In the state’s first report card on cannabis and chronic pain, more than 60 percent of patients responding to a state survey said they benefited greatly from using pot in inhaled or pill forms, and 43 percent of their doctors concurred.
State health officials said patients achieved the gains in the first five months after Minnesota approved cannabis to treat pain, and that many patients reported dramatic turnarounds.
“A lot of these people have really tough lives,” said Tom Arneson, research director of the state’s medical marijuana program, which started in 2015 for the treatment of nine qualifying conditions, then added intractable pain a year later. “They’re really suffering and they are finding out that their lives can be changed” by cannabis use.
Minnesota was the 22nd state to approve marijuana for medicinal use, but state leaders took a unique approach by setting up their program as a grand research project — hoping to address the paucity of U.S. data on whether marijuana offers therapeutic benefits that outweigh any harms.

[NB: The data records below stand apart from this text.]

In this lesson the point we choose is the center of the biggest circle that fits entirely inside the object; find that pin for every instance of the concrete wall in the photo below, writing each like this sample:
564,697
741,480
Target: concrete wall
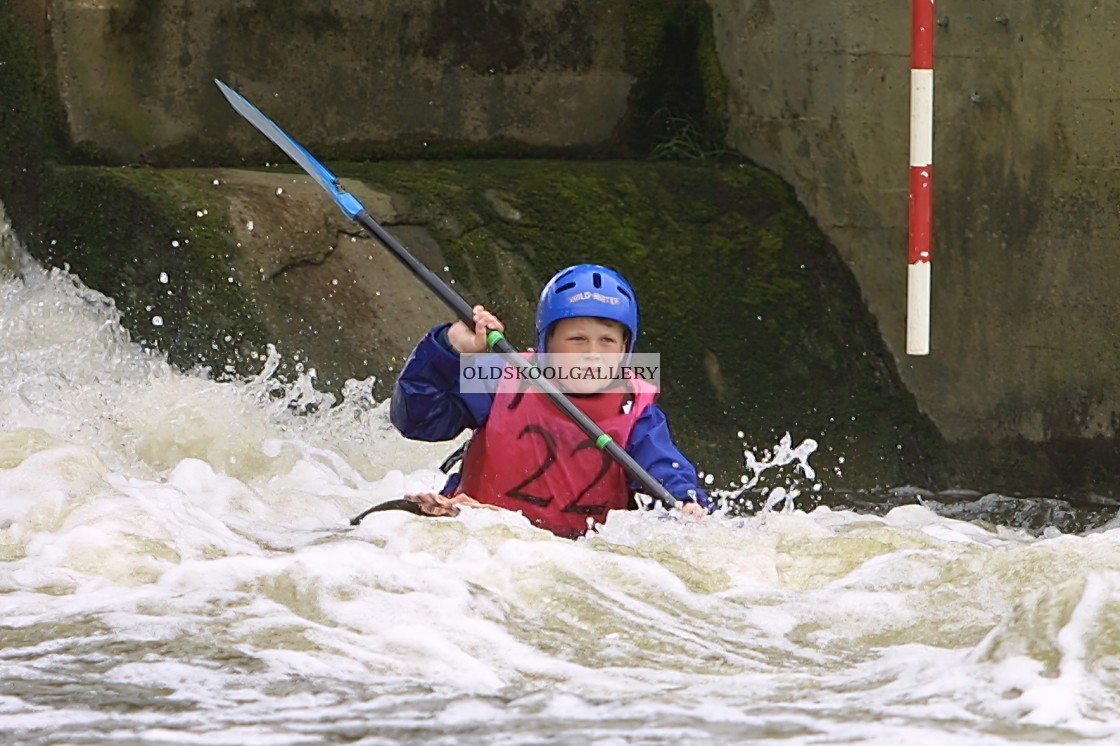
1026,189
137,75
1027,162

Patients and doctors receive surveys in the mail twice each year and patients complete health assessments for research purposes each time they pick up new cannabis supplies from one of Minnesota’s two approved distributors.
The assessments produce scores that reflect the intensity of patients’ pain, and how much it interferes with their lives. Scores improved by at least 30 percent, which is considered clinically significant, for 42 percent of patients who received cannabis for intractable pain, the state reported.

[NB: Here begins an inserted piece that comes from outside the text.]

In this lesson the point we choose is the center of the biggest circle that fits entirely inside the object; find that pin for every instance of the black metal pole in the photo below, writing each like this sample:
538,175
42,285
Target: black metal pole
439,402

The state had no reports of reactions that were life-threatening or required hospitalization.
Fewer opioid users
Medical records showed that at least 353 patients were taking opioid painkillers when they were certified by doctors to receive medical marijuana. Six months later, nearly 63 percent had reduced or eliminated opioid dosages.
The report also included anonymous comments from pain patients, many of them glowing.

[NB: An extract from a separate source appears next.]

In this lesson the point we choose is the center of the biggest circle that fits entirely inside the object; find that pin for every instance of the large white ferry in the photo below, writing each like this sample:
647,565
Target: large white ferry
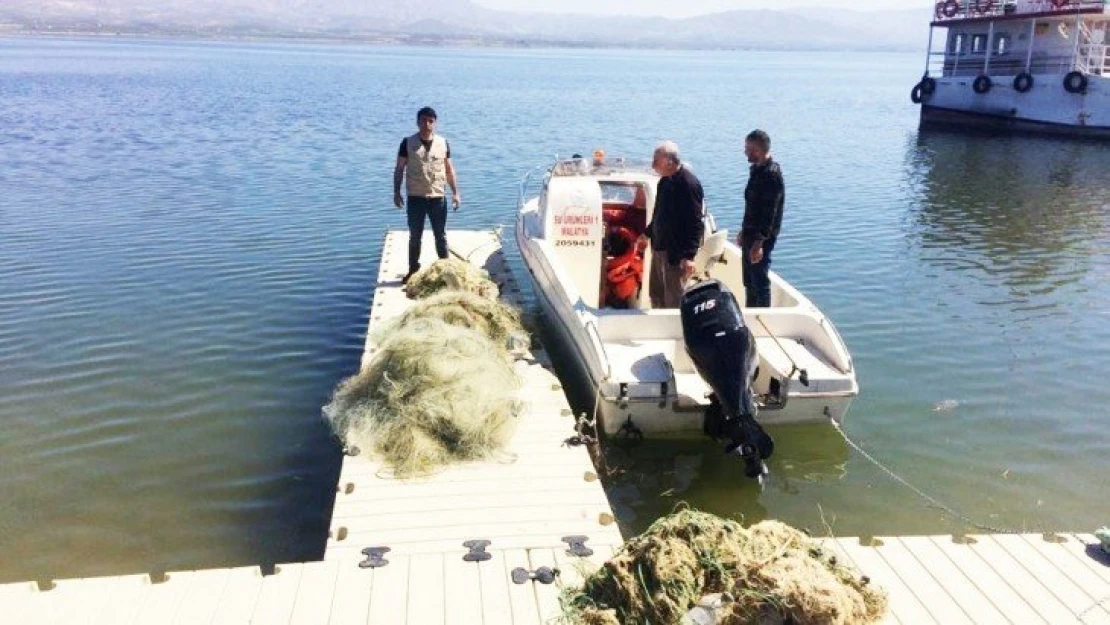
1023,64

“This program has opened up a world for me I thought I had lost,” said one.
The report was based on results for 2,245 patients who took cannabis for the first time in the second half of 2016 for chronic pain.
Not all feedback was glowing. Roughly 10 percent of patients reported no benefit, and as many as four in 10 reported a mild side effect such as fogginess or fatigue. One patient found the effect temporary.
“I definitely noticed a drastic relief in my pain levels. That was so wonderful. I was so hopeful. Then, unfortunately, after a week of using the cannabis regularly, the efficacy ... began to steadily wane.”
Studies have shown that people can build up tolerance to the mood-altering effects of cannabis, Arneson said, but not to any pain relief it provides. Follow-up studies will be critical to addressing such questions and proving whether cannabis effectively treats pain and other conditions, he added.
Surveys and self reports by patients and doctors don’t prove cause and effect; it’s possible that Minnesota patients experienced a placebo effect in which they psychologically convinced themselves that cannabis relieved their pain. Arneson also called this an “expectation effect.”
Large comparative clinical trials could address these questions, but the cost and federal restrictions on cannabis as a controlled substance have discouraged them.
Meanwhile, even a placebo can be a good thing, Arneson said.
“Is there an expectation effect at work? I’m sure there is, and God bless it, because the whole idea is to try to help improve people’s lives by reducing their symptoms.”
Minnesota’s cannabis products are produced by two companies, LeafLine Labs and Minnesota Medical Solutions. Earlier this week, LeafLine released unpublished survey results of 100 patients showing that 90 percent had used cannabis to reduce pain in 30 days and that 35 percent had cut their opioid usage.